If you suspect that someone is manipulating you, it’s essential to take proactive steps to protect yourself and maintain your well-being. Here are some suggestions on what to do if you find yourself in a manipulative situation, along with examples:

Trust Your Instincts

Acknowledge and trust your gut feelings when you sense something is wrong or manipulative in a relationship or interaction. Your intuition can be a valuable guide.
Example: You have a nagging feeling that your friend is manipulating you into always lending them money, even though they never repay you.

Educate Yourself

Learn about manipulation tactics and strategies to better recognize and understand them. This knowledge can help you identify manipulative behaviors and empower you to respond effectively.
Example: By reading books or articles about manipulation, you become aware of common tactics and gain insights into how to protect yourself.

Set Boundaries

Establish clear boundaries for yourself and communicate them assertively. Be firm in what you are comfortable with and what you are not willing to tolerate.
Example: You tell your romantic partner that you expect them to respect your personal space and not invade your privacy without permission.

Practice Self-Care

Prioritize self-care activities that promote your well-being, self-esteem, and emotional resilience. Taking care of yourself strengthens your ability to recognize and respond to manipulation.
Example: Engaging in activities such as exercise, meditation, or spending time with supportive friends helps you maintain emotional balance and self-confidence.

Seek Support

Reach out to trusted friends, family, or professionals for support and guidance. Sharing your concerns with others can provide valuable insights and help you gain perspective on the situation.
Example: You confide in a close friend about your suspicions of manipulation and ask for their input and advice.

Maintain Independence

Cultivate and maintain your independence, both emotionally and financially. This reduces the potential control and influence manipulators can have over you.
Example: You ensure that you have your own bank account and financial resources separate from a partner who has shown signs of financial manipulation.

Practice Assertiveness

Develop and practice assertiveness skills to express your needs, opinions, and boundaries clearly and respectfully. Stand up for yourself without succumbing to manipulative pressure.
Example: You calmly and confidently express your disagreement with a colleague’s manipulative request, firmly stating your own position.
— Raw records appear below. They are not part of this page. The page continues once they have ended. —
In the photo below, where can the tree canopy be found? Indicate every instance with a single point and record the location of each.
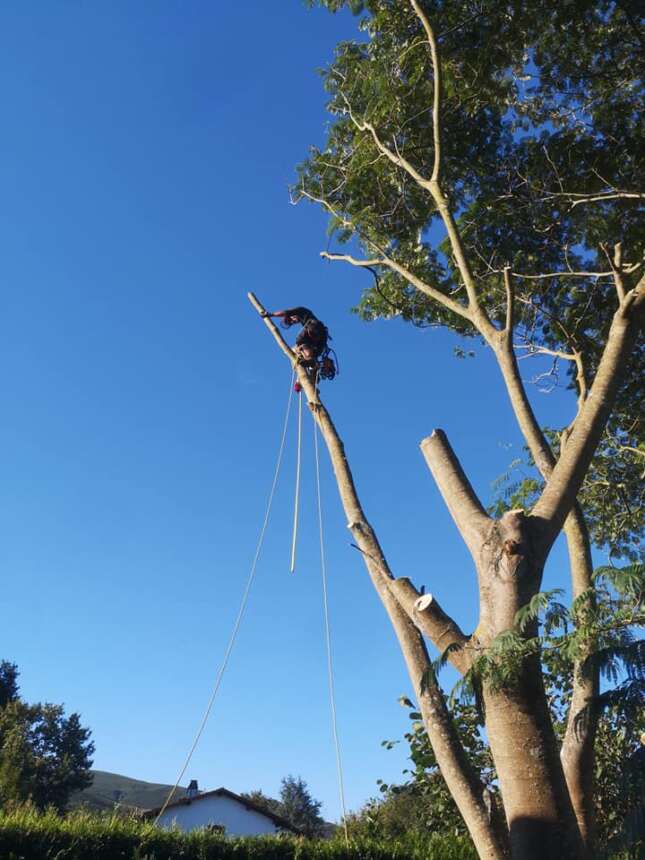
(44, 755)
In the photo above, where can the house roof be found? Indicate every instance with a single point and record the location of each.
(224, 792)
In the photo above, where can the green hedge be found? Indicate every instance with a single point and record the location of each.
(29, 835)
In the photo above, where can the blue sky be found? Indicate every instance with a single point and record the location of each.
(144, 163)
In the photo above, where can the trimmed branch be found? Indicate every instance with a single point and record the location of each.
(433, 622)
(460, 498)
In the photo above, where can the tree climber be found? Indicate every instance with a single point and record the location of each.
(311, 345)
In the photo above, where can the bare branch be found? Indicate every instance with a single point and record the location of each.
(549, 275)
(273, 329)
(436, 101)
(426, 613)
(577, 199)
(389, 263)
(458, 494)
(616, 268)
(510, 301)
(562, 486)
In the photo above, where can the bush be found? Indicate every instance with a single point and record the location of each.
(26, 834)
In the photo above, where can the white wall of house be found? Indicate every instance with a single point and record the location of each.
(218, 809)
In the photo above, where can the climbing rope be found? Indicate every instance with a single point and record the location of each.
(296, 503)
(240, 614)
(330, 662)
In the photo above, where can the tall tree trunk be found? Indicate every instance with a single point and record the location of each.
(539, 813)
(577, 751)
(463, 783)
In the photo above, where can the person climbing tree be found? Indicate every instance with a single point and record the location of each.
(312, 347)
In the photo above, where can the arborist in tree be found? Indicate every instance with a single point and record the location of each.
(312, 347)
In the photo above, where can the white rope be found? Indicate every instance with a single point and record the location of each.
(330, 662)
(296, 503)
(241, 611)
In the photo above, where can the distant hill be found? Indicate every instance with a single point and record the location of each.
(108, 789)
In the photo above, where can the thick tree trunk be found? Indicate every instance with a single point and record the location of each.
(538, 808)
(463, 783)
(577, 751)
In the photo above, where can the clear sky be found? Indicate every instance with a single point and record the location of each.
(145, 157)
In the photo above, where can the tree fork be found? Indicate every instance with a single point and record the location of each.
(464, 785)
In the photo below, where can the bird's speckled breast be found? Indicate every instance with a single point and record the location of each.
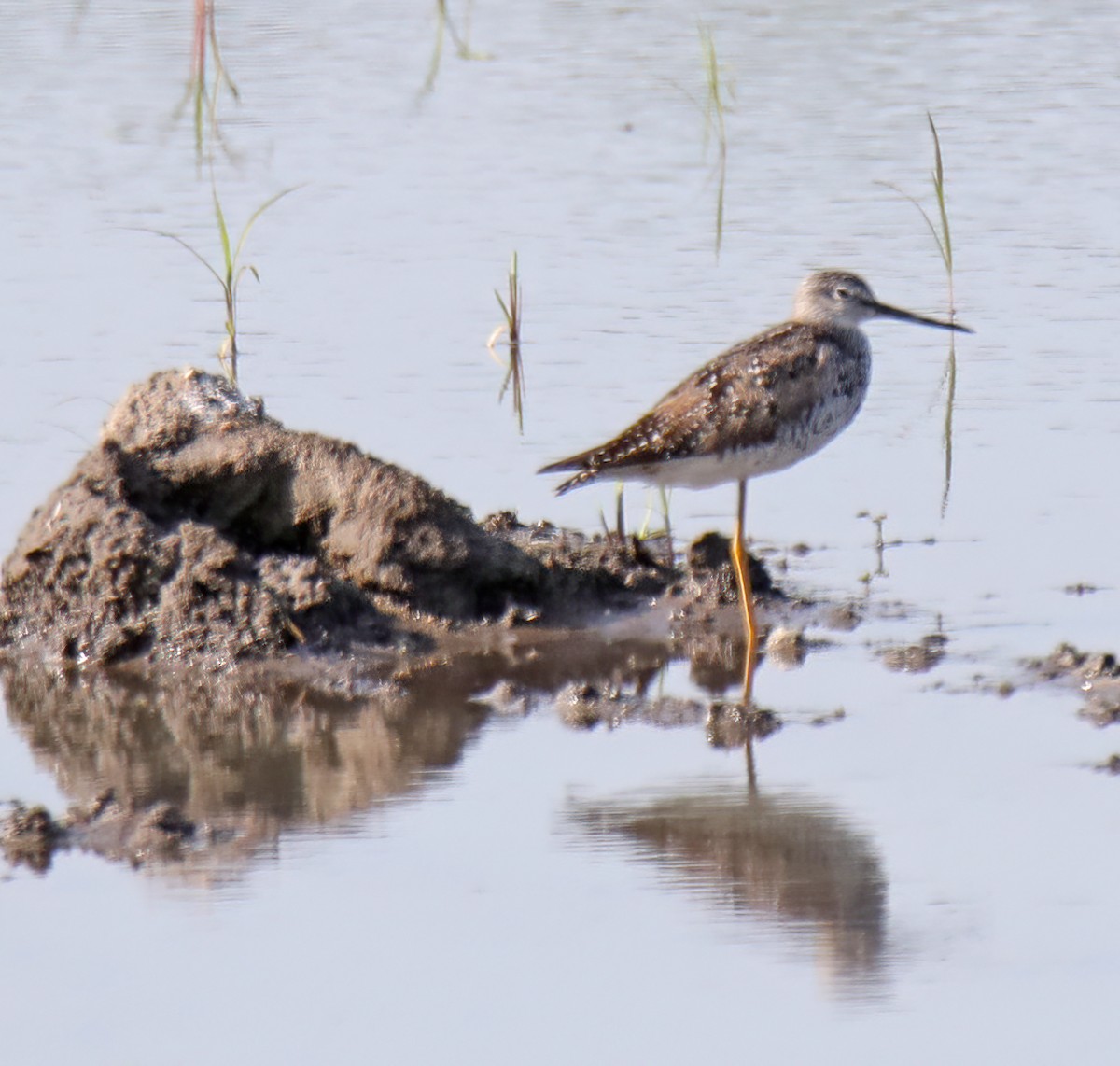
(810, 410)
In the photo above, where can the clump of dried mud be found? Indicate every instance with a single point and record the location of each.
(201, 530)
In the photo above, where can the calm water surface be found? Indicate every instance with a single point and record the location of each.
(929, 879)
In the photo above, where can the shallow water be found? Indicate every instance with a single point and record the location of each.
(539, 891)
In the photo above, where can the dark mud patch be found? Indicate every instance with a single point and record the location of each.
(33, 836)
(1095, 674)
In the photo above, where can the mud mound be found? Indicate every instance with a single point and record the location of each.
(201, 526)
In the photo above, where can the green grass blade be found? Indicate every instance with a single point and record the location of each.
(939, 185)
(257, 214)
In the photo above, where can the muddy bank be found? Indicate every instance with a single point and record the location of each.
(200, 528)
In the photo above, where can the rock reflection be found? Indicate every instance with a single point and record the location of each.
(201, 772)
(239, 761)
(773, 856)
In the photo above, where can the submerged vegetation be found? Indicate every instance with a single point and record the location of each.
(514, 381)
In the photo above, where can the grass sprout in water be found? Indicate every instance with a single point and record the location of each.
(942, 237)
(715, 128)
(463, 49)
(204, 99)
(229, 276)
(514, 381)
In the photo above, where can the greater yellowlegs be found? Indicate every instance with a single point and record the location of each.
(760, 407)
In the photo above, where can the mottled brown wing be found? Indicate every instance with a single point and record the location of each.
(735, 401)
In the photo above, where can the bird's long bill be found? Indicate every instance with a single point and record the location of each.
(888, 312)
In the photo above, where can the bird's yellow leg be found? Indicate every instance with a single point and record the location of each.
(746, 596)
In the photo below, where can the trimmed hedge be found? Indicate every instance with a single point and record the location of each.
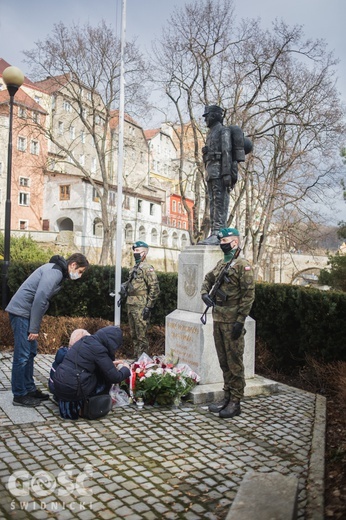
(293, 321)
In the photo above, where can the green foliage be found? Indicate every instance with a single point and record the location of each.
(25, 249)
(335, 277)
(296, 322)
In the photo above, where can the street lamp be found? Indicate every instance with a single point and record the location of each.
(13, 78)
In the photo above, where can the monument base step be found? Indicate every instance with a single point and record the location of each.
(257, 385)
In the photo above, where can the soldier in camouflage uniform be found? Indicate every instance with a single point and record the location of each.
(231, 307)
(142, 292)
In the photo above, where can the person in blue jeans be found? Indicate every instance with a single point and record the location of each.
(26, 310)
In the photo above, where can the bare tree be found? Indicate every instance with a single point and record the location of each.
(276, 85)
(82, 64)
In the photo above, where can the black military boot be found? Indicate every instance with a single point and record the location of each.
(219, 405)
(231, 410)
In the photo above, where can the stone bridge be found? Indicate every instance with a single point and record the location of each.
(299, 269)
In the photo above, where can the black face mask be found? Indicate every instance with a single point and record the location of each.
(226, 248)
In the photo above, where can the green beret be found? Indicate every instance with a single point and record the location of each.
(227, 232)
(140, 244)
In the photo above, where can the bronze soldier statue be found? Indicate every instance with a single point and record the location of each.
(225, 147)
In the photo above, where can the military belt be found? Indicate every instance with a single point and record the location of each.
(227, 303)
(212, 156)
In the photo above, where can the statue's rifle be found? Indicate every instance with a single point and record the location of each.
(218, 283)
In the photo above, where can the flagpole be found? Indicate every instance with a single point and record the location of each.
(118, 240)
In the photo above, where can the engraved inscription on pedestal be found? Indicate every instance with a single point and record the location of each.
(190, 279)
(182, 336)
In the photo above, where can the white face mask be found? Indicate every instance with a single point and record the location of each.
(74, 275)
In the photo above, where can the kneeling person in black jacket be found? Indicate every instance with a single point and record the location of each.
(88, 369)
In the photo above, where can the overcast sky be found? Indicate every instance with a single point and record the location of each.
(23, 22)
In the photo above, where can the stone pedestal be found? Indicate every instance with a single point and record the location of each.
(192, 342)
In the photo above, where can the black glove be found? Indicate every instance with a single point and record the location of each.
(237, 330)
(146, 313)
(123, 289)
(227, 181)
(207, 300)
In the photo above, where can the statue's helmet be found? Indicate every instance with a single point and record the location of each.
(213, 109)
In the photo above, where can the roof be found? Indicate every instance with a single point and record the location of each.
(53, 84)
(150, 134)
(114, 122)
(22, 99)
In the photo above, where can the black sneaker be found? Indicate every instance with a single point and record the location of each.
(25, 400)
(37, 394)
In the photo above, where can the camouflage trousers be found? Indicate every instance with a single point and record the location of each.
(230, 354)
(138, 329)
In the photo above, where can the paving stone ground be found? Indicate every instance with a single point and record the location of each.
(155, 463)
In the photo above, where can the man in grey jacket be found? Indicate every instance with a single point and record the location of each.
(26, 310)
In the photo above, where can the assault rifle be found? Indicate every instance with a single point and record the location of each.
(124, 289)
(218, 282)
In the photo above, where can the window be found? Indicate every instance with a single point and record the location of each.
(97, 228)
(67, 106)
(65, 192)
(23, 224)
(153, 236)
(22, 113)
(128, 233)
(21, 144)
(24, 198)
(111, 198)
(34, 147)
(142, 235)
(45, 224)
(165, 239)
(36, 117)
(96, 197)
(23, 181)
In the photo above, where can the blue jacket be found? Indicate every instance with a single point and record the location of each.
(87, 362)
(32, 299)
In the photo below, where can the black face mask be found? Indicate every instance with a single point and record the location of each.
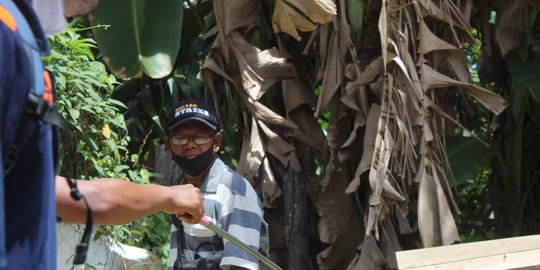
(196, 165)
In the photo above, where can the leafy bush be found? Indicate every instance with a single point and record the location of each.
(96, 144)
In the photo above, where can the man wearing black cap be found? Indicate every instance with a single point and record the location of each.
(229, 199)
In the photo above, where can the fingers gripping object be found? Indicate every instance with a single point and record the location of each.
(206, 223)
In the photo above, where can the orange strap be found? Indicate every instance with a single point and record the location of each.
(7, 19)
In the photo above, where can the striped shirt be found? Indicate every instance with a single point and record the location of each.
(232, 204)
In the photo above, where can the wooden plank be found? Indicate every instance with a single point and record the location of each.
(507, 253)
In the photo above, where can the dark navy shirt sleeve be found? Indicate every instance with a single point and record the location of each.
(27, 198)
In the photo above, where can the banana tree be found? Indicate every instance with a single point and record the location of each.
(350, 101)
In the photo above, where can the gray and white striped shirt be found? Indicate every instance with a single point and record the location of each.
(232, 204)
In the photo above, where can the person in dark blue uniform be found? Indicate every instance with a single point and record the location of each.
(28, 144)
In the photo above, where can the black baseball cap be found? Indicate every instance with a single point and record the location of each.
(189, 110)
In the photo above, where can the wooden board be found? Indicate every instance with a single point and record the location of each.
(508, 253)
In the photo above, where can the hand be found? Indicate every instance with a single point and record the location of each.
(186, 203)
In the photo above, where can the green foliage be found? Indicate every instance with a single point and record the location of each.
(135, 42)
(475, 220)
(96, 143)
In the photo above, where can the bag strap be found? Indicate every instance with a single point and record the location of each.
(180, 241)
(40, 102)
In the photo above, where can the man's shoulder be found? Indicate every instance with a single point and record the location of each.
(234, 182)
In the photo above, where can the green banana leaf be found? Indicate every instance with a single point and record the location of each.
(138, 36)
(467, 157)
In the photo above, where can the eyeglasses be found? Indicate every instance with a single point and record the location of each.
(197, 139)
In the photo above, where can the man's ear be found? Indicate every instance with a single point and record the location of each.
(217, 141)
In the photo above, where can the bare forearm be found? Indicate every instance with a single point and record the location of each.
(118, 201)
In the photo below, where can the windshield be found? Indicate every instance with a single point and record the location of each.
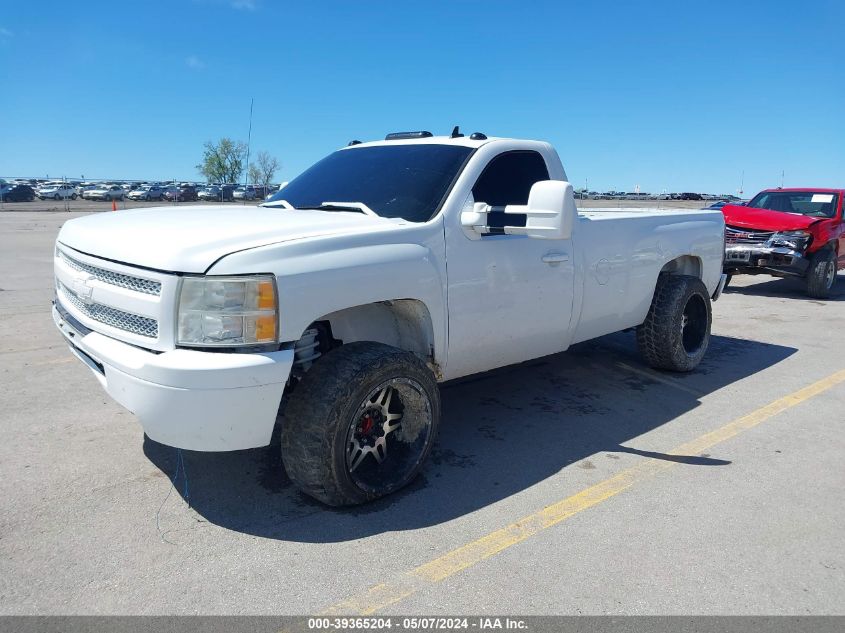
(395, 181)
(819, 204)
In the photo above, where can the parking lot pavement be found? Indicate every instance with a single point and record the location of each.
(581, 483)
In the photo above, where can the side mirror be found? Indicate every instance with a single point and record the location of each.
(550, 213)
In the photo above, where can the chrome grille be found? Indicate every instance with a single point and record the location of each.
(739, 235)
(137, 284)
(126, 321)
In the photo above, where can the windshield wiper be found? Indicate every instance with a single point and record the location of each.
(360, 207)
(278, 203)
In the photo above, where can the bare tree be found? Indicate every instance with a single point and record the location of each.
(261, 172)
(223, 161)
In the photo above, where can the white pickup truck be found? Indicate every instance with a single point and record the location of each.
(383, 269)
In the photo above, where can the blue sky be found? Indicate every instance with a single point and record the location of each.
(677, 95)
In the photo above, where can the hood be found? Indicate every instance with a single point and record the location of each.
(190, 240)
(764, 219)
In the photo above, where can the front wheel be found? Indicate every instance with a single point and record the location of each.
(676, 331)
(360, 424)
(821, 274)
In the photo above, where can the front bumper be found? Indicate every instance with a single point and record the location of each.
(776, 260)
(202, 401)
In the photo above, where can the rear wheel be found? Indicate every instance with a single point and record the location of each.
(676, 331)
(360, 424)
(821, 275)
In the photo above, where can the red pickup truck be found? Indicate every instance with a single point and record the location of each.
(788, 233)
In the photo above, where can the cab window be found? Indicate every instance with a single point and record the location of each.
(508, 179)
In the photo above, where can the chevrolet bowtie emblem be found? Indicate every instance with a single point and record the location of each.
(83, 289)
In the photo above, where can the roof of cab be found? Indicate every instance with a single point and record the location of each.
(463, 141)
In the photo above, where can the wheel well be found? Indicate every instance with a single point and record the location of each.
(683, 265)
(402, 323)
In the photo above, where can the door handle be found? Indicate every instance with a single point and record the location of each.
(555, 258)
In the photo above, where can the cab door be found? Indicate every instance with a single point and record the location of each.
(510, 297)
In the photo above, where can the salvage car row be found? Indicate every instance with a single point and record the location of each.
(25, 191)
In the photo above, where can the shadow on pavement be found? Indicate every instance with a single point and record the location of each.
(787, 287)
(502, 432)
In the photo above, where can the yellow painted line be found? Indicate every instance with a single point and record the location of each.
(472, 553)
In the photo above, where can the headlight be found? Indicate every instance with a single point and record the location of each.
(227, 311)
(796, 240)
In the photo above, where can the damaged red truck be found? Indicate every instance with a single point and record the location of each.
(788, 233)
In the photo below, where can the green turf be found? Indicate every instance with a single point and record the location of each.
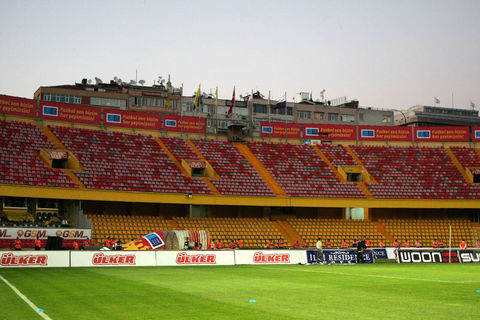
(384, 291)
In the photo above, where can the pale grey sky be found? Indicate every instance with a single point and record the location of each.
(387, 54)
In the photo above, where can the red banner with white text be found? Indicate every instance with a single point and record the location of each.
(70, 112)
(18, 106)
(280, 130)
(132, 119)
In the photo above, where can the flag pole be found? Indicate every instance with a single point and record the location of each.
(216, 113)
(269, 125)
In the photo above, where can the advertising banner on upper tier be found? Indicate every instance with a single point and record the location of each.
(112, 258)
(69, 112)
(16, 106)
(440, 134)
(44, 259)
(270, 257)
(190, 124)
(280, 130)
(196, 258)
(476, 134)
(329, 132)
(427, 256)
(44, 233)
(380, 133)
(132, 119)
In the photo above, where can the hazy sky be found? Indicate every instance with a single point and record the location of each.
(386, 54)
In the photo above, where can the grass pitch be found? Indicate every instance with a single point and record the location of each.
(382, 291)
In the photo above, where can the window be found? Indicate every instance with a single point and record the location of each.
(64, 98)
(348, 118)
(108, 102)
(259, 108)
(304, 114)
(333, 117)
(312, 132)
(318, 115)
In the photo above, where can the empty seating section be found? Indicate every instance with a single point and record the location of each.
(179, 148)
(125, 162)
(124, 228)
(19, 163)
(337, 154)
(237, 175)
(301, 172)
(336, 230)
(427, 230)
(467, 157)
(414, 173)
(254, 232)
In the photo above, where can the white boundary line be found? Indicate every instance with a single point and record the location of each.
(375, 276)
(30, 303)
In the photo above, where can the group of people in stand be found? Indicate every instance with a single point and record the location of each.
(77, 244)
(219, 245)
(281, 244)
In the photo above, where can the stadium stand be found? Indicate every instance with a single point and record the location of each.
(125, 162)
(427, 230)
(125, 228)
(414, 173)
(337, 154)
(335, 230)
(301, 172)
(237, 175)
(468, 157)
(20, 163)
(254, 232)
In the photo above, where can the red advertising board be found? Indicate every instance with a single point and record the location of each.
(440, 134)
(476, 134)
(18, 106)
(190, 124)
(132, 119)
(329, 132)
(381, 133)
(280, 129)
(69, 112)
(194, 124)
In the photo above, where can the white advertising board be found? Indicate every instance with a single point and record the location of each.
(112, 258)
(44, 233)
(270, 257)
(196, 258)
(9, 259)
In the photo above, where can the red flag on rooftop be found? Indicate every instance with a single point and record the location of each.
(233, 102)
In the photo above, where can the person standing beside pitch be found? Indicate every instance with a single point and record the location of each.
(361, 245)
(319, 251)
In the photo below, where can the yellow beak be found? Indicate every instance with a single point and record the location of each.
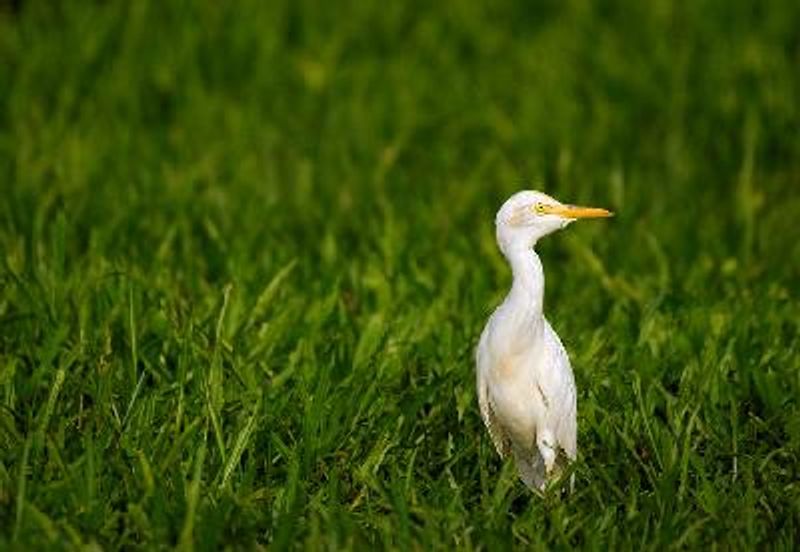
(576, 211)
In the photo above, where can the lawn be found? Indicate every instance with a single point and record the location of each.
(247, 249)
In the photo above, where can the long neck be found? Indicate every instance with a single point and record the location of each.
(527, 291)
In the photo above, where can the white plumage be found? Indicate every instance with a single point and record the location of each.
(526, 389)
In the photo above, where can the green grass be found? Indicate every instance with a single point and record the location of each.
(246, 252)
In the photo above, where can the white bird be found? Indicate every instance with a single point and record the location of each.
(526, 389)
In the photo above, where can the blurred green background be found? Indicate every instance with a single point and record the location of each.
(247, 248)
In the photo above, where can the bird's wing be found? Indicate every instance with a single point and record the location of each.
(561, 387)
(499, 438)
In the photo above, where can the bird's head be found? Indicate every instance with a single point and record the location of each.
(528, 215)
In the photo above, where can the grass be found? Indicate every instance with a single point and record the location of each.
(246, 251)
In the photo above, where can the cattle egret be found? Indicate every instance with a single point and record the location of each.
(526, 390)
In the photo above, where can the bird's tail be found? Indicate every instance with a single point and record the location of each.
(531, 469)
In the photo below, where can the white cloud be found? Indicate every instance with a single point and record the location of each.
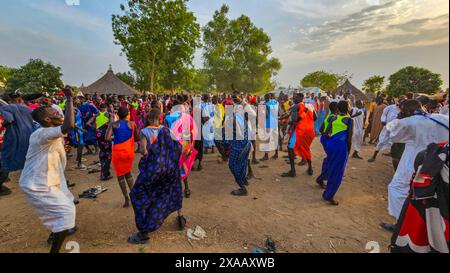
(393, 24)
(319, 9)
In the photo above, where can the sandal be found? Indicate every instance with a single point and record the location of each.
(136, 239)
(289, 174)
(239, 192)
(181, 220)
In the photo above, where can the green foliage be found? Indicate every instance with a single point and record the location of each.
(5, 74)
(373, 84)
(35, 77)
(237, 52)
(159, 38)
(414, 79)
(324, 80)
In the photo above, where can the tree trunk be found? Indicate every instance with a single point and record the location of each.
(152, 72)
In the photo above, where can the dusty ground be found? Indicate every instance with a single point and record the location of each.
(290, 211)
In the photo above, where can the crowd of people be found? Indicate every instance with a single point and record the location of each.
(39, 132)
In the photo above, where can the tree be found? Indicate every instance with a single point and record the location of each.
(127, 78)
(342, 78)
(324, 80)
(159, 38)
(35, 77)
(413, 79)
(237, 52)
(373, 84)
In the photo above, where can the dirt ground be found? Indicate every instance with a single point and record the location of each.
(289, 211)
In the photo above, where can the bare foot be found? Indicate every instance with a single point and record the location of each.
(333, 202)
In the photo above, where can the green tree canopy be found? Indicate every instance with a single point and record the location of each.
(5, 74)
(373, 84)
(414, 79)
(35, 77)
(159, 38)
(237, 52)
(324, 80)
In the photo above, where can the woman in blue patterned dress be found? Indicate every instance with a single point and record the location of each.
(157, 192)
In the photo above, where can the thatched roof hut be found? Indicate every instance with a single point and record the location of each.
(347, 87)
(109, 84)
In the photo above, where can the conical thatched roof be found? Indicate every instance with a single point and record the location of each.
(347, 87)
(109, 84)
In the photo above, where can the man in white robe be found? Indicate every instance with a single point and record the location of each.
(390, 113)
(42, 178)
(358, 128)
(416, 130)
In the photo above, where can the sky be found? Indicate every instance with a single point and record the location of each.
(359, 37)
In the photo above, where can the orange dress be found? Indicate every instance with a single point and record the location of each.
(123, 149)
(304, 133)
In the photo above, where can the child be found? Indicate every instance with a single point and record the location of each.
(125, 135)
(158, 191)
(358, 129)
(101, 122)
(43, 179)
(333, 110)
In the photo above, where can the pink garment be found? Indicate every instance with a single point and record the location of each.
(186, 132)
(34, 106)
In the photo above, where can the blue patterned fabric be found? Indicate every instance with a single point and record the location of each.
(337, 156)
(324, 174)
(77, 136)
(88, 110)
(239, 153)
(17, 136)
(158, 192)
(123, 133)
(321, 114)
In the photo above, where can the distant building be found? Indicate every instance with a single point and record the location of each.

Consider Distance or Removal

In extreme cases where the manipulation persists and poses a significant threat to your well-being, you may need to consider creating distance or even removing yourself from the relationship entirely.
Example: After realizing that a family member consistently manipulates and emotionally abuses you, you choose to limit contact or cut ties with them for the sake of your own mental health.

Remember, each situation is unique, and it’s important to assess your circumstances and make decisions that prioritize your well-being. If you feel overwhelmed or unsure about how to proceed, seeking professional guidance from a therapist or counselor can provide valuable support in navigating manipulation.